Diamonds fund Mugabe regime: Zimbabwe’s ruling elite are plundering the country’s diamond wealth to enrich themselves and fund the feared intelligence service. The anticorruption group Global Witness said in a report this week that the country’s diamonds are channeled through a complex network of firms based in former British colonies, including Hong Kong, the British Virgin Islands, and South Africa. Zimbabwe has officially exported more than $2.5 billion in diamonds since 2010, the report said, but only $300 million has made it into the government treasury. Three-quarters of Zimbabweans live in poverty amid crumbling infrastructure and high unemployment.

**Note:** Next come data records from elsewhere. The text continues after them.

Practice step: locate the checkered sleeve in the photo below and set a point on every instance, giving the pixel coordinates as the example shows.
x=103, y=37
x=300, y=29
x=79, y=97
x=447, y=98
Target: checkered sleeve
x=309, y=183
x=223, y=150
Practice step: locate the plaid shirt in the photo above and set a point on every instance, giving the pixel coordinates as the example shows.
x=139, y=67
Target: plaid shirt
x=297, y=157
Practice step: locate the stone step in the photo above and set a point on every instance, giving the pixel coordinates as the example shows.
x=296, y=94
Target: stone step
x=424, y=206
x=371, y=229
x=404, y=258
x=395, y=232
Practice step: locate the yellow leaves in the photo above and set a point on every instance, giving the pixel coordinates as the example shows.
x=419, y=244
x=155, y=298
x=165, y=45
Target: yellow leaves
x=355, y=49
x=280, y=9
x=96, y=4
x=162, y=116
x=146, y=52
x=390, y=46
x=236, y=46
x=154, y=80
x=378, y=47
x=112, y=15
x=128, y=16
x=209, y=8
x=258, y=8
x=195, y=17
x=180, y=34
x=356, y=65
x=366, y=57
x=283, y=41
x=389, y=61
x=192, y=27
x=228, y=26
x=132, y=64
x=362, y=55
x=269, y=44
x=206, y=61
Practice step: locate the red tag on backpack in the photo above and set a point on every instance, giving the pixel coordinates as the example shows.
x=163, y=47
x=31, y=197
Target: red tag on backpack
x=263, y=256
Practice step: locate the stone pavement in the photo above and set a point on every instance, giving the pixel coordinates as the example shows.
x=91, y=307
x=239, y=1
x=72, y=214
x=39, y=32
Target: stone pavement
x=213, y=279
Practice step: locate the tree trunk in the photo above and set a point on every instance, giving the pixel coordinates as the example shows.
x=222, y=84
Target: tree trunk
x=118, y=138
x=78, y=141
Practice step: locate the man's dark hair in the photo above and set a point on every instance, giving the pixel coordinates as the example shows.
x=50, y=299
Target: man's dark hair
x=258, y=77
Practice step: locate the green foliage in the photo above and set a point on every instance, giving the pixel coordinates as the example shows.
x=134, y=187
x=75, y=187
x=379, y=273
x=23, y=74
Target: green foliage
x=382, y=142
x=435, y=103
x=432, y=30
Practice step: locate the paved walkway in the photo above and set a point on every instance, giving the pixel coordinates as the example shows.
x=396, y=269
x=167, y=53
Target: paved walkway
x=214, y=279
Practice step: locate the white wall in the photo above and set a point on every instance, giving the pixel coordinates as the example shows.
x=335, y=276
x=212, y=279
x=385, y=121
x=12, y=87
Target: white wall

Weapons from Russia: Turkey has alarmed its NATO allies by agreeing to buy a $2.5 billion missile-defense system from Russia. NATO members are encouraged to buy compatible weapons systems, preferably from other NATO members, but the Russian missiles can’t be integrated into NATO’s defenses. The deal is further evidence of Turkey’s increasing coziness with Russia, as the two countries cooperate in the war in Syria. The Pentagon expressed concern, but Turkey was defiant. “What were we supposed to do, wait for you?” said Turkish President Recep Tayyip Erdogan. “We are taking and will take all our measures on the security front.”
Pyongyang, North Korea
Anger over sanctions: North Korea said the “evil” sanctions the U.N. placed on it this week have only stiffened its resolve to rapidly build a nuclear weapon that can strike the U.S. The U.N. Security Council levied the sanctions—which limit oil imports to North Korea and prohibit it from exporting textiles, a key source of hard currency for the isolated country—in response to Pyongyang’s latest nuclear test. North Korea has claimed the Sept. 3 test was of a hydrogen bomb, and this week, leader Kim Jong Un threw a huge party for the scientists, technicians, and military officials who contributed to the effort. Guests feasted at a banquet as singers performed and posed for photos with Kim himself. “The recent test of the H-bomb is the great victory won by the Korean people at the cost of their blood while tightening their belts in the arduous period,” Kim said.
Deir el-Zour, Syria
Civilians slain: Dozens of Syrian civilians, including children, were killed by U.S. and Russian airstrikes this week, as multiple sides in the conflict tried to break the ISIS siege of Deir el-Zour. Russian forces backing Syrian troops were responsible for most of the civilian deaths, while an errant strike from U.S. forces backing Kurdish troops killed 12 members of a Syrian family. Thanks largely to Russian military support, the Syrian government once again controls 85 percent of Syrian territory and is closing in on the remainder, still held by militants. Since 2015, Russia has delivered thousands of tons of military equipment and supplies to Syrian President Bashar al-Assad.
Selected, not elected: Singapore got its first female president by default this week, after the four other candidates were disqualified. Halimah Yacob, 63, is a former speaker of the citystate’s Parliament. Singapore recently changed the eligibility rules for the presidency: Candidates must be ethnic Malay, and they must have either held a high elected office for at least three years or been head of a private company with more than $370 mil lion in market capitalization. Dissent is rare in Singapore, but there were a few gentle murmurs of dismay over the lack of competition, with one opposition politician saying it detracted from the president’s “moral authority.” The presidency, a sixyear term, is largely ceremonial, but it does confer the power to veto some government decisions.